There were the years of ballet lessons in her native Princeton with
Mila Gibbons, the woman Pettit calls a “legend.” There were
the hours and hours of practice.
Then, in her teen years, Dodie Pettit decided to foresake ballet, and
to plunge, instead, into the seductive world of rock music, a world she
found alternately “crazy” and “happy” for several
years. “ I got caught up in the feverishness of it all,” recalls
Pettit, who is currently light-years removed from all of that as a performer
in the Broadway production “Phantom of the Opera.”
Music had seized Dodie Pettit’s hear and soul, but a small voice
still resonated with echoes of earlier dreams. “When I saw an announcement
for auditions for ‘Cats” that specifically asked for a ballerina
who could also sing, something clicked, and I decided on the spot to
go for it.”
The first rime out, Dodie Pettit didn’t get the role. So it was
off to a dinner theater production in which she played a singer-dancer
and also played with the band. “they got their money’s worth…”

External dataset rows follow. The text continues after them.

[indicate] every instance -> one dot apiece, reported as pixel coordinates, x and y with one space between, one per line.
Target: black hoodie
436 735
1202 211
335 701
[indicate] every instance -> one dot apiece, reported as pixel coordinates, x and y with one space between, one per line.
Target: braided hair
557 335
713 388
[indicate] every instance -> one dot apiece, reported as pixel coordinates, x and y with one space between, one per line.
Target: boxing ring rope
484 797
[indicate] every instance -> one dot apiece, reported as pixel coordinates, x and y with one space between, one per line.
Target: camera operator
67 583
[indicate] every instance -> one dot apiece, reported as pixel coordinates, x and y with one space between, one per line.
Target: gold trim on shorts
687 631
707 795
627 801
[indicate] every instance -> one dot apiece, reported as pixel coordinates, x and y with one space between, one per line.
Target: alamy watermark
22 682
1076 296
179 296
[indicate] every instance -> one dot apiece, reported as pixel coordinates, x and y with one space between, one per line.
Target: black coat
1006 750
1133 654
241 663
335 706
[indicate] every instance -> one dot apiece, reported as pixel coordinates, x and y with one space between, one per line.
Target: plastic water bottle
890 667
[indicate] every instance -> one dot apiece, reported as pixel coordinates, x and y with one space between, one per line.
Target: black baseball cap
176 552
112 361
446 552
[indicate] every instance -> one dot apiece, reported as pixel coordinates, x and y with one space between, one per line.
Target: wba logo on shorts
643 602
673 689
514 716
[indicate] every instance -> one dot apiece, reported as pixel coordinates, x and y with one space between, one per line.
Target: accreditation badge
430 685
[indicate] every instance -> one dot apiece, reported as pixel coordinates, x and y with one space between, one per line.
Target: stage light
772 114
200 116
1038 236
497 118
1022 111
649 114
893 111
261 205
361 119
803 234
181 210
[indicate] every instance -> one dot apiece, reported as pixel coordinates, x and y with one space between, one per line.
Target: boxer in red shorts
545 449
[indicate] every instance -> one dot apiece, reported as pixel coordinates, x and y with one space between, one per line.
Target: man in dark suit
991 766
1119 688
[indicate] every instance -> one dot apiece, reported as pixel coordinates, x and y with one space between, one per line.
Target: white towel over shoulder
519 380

In a second round of auditioning, Pettit caught the brass ring, and
opened with “Cats” on Broadway. She was so naïve, she
recalls, that when she was invited to join the cast as a “swing” member,
she was too embarrassed to admit that she didn’t even know what “swing” meant.

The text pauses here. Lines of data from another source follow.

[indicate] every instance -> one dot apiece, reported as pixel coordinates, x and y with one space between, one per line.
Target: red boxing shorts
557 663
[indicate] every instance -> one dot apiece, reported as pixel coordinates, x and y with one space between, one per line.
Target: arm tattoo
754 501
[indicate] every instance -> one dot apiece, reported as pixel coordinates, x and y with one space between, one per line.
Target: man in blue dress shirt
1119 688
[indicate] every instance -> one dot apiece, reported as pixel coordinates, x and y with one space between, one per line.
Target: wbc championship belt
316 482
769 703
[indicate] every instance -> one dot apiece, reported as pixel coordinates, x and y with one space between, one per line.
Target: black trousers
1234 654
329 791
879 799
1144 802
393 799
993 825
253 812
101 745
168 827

What it meant was several roles in the hit Andrew Lloyd Webber musical,
from a frisky feline to a glamorous white Persian. And it meant the singular
experience of dancing on Broadway.
“It was certainly a kick- and it was a great relief to be removed
from the sleazier side of the music industry. I felt I’d finally
got it right, that I was where I belonged.”
“Cats” was a physically demanding show, one that kept Dodie
Petit purring until last November. When she left the show for the product
that Broadway was buzzing about before its opening, “Phantom of
the Opera”, two performers were hired to replace Pettit. “No
wonder I was so exhausted!”
Her final audition for “Phantom” was, recalls the Princeton
woman, “the scariest of my life.” Andrew Lloyd Webber and
Hal Prince were both in the audience as Pettit stood alone on a bare
stage to sing. “I didn’t even dance at that last audition,
which was a bit of a relief. It took all my courage just to find my voice!”

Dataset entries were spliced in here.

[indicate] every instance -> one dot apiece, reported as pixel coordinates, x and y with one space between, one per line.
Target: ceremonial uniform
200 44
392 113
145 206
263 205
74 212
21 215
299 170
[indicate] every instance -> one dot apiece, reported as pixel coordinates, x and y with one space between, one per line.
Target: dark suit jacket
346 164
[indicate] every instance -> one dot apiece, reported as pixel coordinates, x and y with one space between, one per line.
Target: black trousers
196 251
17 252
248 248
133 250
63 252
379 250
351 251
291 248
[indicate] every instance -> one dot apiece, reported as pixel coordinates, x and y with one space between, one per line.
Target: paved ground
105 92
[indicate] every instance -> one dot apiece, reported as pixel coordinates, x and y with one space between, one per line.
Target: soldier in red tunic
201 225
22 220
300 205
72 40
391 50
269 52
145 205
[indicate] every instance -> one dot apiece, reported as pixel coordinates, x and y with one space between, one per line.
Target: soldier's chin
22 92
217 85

In Broadway’s hottest show, Dodie Pettit plays a 17-year-old-ballerina,
managing four complete costume and wig changes during the two-and-a-half
hour production. For her thirty minutes on stage eight times a week,
Pettit must still rehearse long hours, keep fit through daily classes,
and scramble to find time to schedule the relentless obligations of “real
life.”
Pettit will be the first to admit that even the glitter of Broadway,
and smash, hits, can leave anyone exhausted, even as it exhilarates. “My
dream is a vacation to anywhere in the immediate world.”
The sacrifices have also taken their toll. Dodie Pettit sometimes looks
longingly at old friends who have opted out of show business, and who
are living sanely in the suburbs. “My trade-off has been having
children and a successful marriage,” notes Pettit, who has been
married twice but who is single again. While she can’t blame the
failed marriages on her career, “it’s a factor.”
But then there are those nights when Dodie dances onstage in “Phantom”,
and when she can almost feel the audience’s passion for the play. “There
have been standing ovation after every single performance, and that’s
a great thrill each and every time.”
Her contract for the run of the play gibes Pettit a sense of security
that was never hers to claim during those days of playing clubs with
various bands, struggling to survive.
“Ironically, my hope is still to make a record that hits big,” she
admits. “I still write songs, and I perform whenever I can fit
it in.”
The ultimate dream for Dodie Pettit is balance-and not of the ballet
variety.
“I guess I want it all-home, family, career, security. And while
most of us don’t get all that, it’s always inspiring to try.”